Obama and the Jews: disruption or continuity?

Obama and the Jews: disruption or continuity?

So it will be Barack Obama. A magnificent campaign, an extraordinary country. Exactly sixty years after the Universal Declaration of Human Rights, an African American is elected to the most powerful position in the world. Racism has been sent to the refuse bin of history. As Jews, let us greet the power of this symbol.

The personality of the President of the United States and his ideas on the Middle East will have major repercussions on Israel’s policy. Personal relations between the leaders of the two countries have often played a decisive role.

Three months after the American election, Israelis will also be voting to replace their Prime Minister. The world’s two largest Jewish communities will therefore have had to express their opinion for these capital choices. (…)

Obama’s victory is clear and the Jewish vote had no influence. It had been intensely courted. (…) How did Jews vote? Surveys show a majority of between 60 and 70% for Obama, even though Mc Cain was unanimously considered to be close ally of Israel. (…). This has in fact been a constant: the only Republican to have garnered more Jewish votes than a Democrat was the very mediocre President Harding in 1920, because 40% of Jews had voted for a socialist who obtained… 3% of the votes. This underlines the revolutionary commitment of many Jewish immigrants from Eastern Europe. Their children have for the most part remained faithful to the Democrats and have been major supporters of that party.

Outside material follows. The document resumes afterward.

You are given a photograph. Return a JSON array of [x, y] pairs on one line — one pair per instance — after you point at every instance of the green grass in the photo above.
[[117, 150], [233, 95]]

(…) No one can predict what Obama’s policy will be towards Israel, for which he did not spare his declarations of friendship during the campaign. The incendiary declarations of his former pastor or those of Jesse Jackson seem to be outside the scope of those involved in any decisions, but his links with Khalidi, a professor at Columbia University, seem real. The worrying choice of Brzezinski as an advisor was followed by the importance given to Dennis Ross and other friends of Israel. Above all it is geostrategic constraints – and common sense – that will limit the possible shifts in alliances, all the more so as Barack Obama is highly pragmatic. The support of the American population for Israel is very strong, despite the increasing number of denunciations of the “pro-Israeli lobby” (cf. the mediocre book by Mearsheimer and Walt), and despite the fact that accusations that “Zionists” have been behind the recent financial crisis have, as usual, found their way into the gutters of Internet.

We all know that the most serious and pressing foreign policy issue is going to be Iran, where the failure of economic measures is obvious and where we can no longer afford to be naively optimistic. The new president of the USA will need to take difficult and possibly unpopular decisions. Let us wish him lucidity and courage, which are not incompatible with his message of fraternity.